Pacific War Begins
In November 1941 I-124, under the command of Lt.Cdr. Kishigami Koichi, sailed in company with I-123 for the Philippines. She received the coded signal "Climb Mount Niitaka" on 2 December 1941, notifying her that hostilities would commence on 8 December (Japan time). On that day I-124 laid mines off Manila Bay, Philippines, before proceeding to the seas south-west of Lubang Island.
On 10 December she torpedoed and sank the 1,523-ton British freighter Hareldawns off western Luzon. I-124 then sailed to Cam Ranh Bay, before returning to the Philippines to patrol Manila Bay in late December, before proceeding south via the Mindoro Strait into the Sulu Sea. On 31 December 1941 she arrived at Davao, to join the rest of Submarine Squadron 6 (I-121, I-122 and I-123) and their flagship, the 6,600-ton submarine tender Chogei.

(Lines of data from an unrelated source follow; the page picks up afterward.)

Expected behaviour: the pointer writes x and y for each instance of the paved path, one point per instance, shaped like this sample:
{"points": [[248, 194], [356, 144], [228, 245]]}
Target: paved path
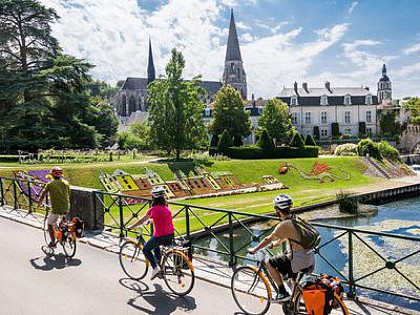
{"points": [[93, 283]]}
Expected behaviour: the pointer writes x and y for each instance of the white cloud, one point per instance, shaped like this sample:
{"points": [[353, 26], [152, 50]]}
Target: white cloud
{"points": [[412, 49], [353, 6], [114, 37]]}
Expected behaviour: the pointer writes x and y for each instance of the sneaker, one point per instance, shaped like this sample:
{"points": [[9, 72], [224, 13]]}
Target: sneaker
{"points": [[155, 273], [281, 298]]}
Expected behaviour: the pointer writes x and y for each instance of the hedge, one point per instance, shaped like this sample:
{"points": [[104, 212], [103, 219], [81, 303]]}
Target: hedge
{"points": [[254, 152]]}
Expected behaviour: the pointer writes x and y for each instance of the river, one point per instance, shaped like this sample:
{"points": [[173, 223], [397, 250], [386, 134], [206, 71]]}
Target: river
{"points": [[400, 217]]}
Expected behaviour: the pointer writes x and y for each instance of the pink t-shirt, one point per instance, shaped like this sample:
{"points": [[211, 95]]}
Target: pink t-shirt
{"points": [[162, 220]]}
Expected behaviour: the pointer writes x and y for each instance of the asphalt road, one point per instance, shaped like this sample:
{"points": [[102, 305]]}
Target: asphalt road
{"points": [[90, 283]]}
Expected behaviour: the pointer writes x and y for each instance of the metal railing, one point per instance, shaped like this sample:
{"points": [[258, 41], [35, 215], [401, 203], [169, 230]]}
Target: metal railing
{"points": [[194, 222]]}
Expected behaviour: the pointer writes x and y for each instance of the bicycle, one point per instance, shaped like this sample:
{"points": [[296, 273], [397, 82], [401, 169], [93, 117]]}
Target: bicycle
{"points": [[65, 234], [177, 269], [251, 290]]}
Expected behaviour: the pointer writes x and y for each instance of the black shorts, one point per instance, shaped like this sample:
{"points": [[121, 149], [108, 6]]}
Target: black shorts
{"points": [[283, 265]]}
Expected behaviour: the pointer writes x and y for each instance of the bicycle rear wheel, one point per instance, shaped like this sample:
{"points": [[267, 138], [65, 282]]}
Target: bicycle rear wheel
{"points": [[132, 260], [251, 290], [178, 272], [69, 245], [339, 307]]}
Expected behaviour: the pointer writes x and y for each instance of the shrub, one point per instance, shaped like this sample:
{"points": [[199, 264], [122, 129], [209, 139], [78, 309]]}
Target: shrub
{"points": [[225, 142], [309, 140], [335, 129], [297, 141], [367, 146], [347, 149], [347, 203], [316, 133], [388, 151], [265, 142]]}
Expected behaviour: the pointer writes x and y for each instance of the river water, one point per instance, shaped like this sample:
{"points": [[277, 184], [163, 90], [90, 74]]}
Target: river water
{"points": [[401, 217]]}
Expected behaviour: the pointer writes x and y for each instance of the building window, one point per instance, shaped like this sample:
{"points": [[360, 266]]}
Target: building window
{"points": [[323, 117], [347, 119], [294, 118], [347, 100], [368, 116], [307, 118]]}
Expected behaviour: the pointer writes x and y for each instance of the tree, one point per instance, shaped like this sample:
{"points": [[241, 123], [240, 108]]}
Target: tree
{"points": [[265, 141], [229, 113], [275, 119], [225, 142], [296, 141], [175, 110], [309, 140]]}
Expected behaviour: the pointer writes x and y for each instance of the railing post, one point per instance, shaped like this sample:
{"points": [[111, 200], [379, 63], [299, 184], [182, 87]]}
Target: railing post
{"points": [[121, 217], [30, 197], [95, 218], [352, 289], [232, 260], [1, 192], [15, 205], [187, 221]]}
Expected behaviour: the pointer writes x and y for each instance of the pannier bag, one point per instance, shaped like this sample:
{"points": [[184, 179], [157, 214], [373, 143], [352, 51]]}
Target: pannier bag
{"points": [[318, 293], [77, 227]]}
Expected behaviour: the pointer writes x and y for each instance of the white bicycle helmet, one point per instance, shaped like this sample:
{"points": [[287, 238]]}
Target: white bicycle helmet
{"points": [[158, 191], [283, 202]]}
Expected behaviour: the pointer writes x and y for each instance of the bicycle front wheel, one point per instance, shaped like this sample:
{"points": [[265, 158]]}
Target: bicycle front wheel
{"points": [[178, 272], [339, 308], [69, 245], [251, 290], [132, 260]]}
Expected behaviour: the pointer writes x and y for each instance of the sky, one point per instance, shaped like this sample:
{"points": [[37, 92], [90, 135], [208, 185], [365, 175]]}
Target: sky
{"points": [[282, 41]]}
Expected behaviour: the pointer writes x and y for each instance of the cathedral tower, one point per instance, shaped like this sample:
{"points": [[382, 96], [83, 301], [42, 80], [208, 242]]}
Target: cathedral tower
{"points": [[234, 73], [384, 87], [150, 65]]}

SubRon 6 was then assigned to operate in the Flores Sea and the Torres Strait north of Australia. On 10 January they departed Davao, and the same day, one of the mines laid by I-124 the previous month in Manila Bay sank the 1,976-ton Panamanian-flagged freighter Daylight. On 12 January I-124 laid 39 mines in the Joseph Bonaparte Gulf, and on the 14th she sighted the American heavy cruiser Houston (CA-30) and two destroyers, but was unable to gain an attack position.
On 16 January I-124 laid 27 mines near Darwin where over 40 Allied ships were in the harbor. On the 19th she sent a radio signal reporting the arrival at Darwin of three transports escorted by a destroyer. The signal was intercepted by Allied codebreakers who warned that a Japanese submarine was operating near Darwin.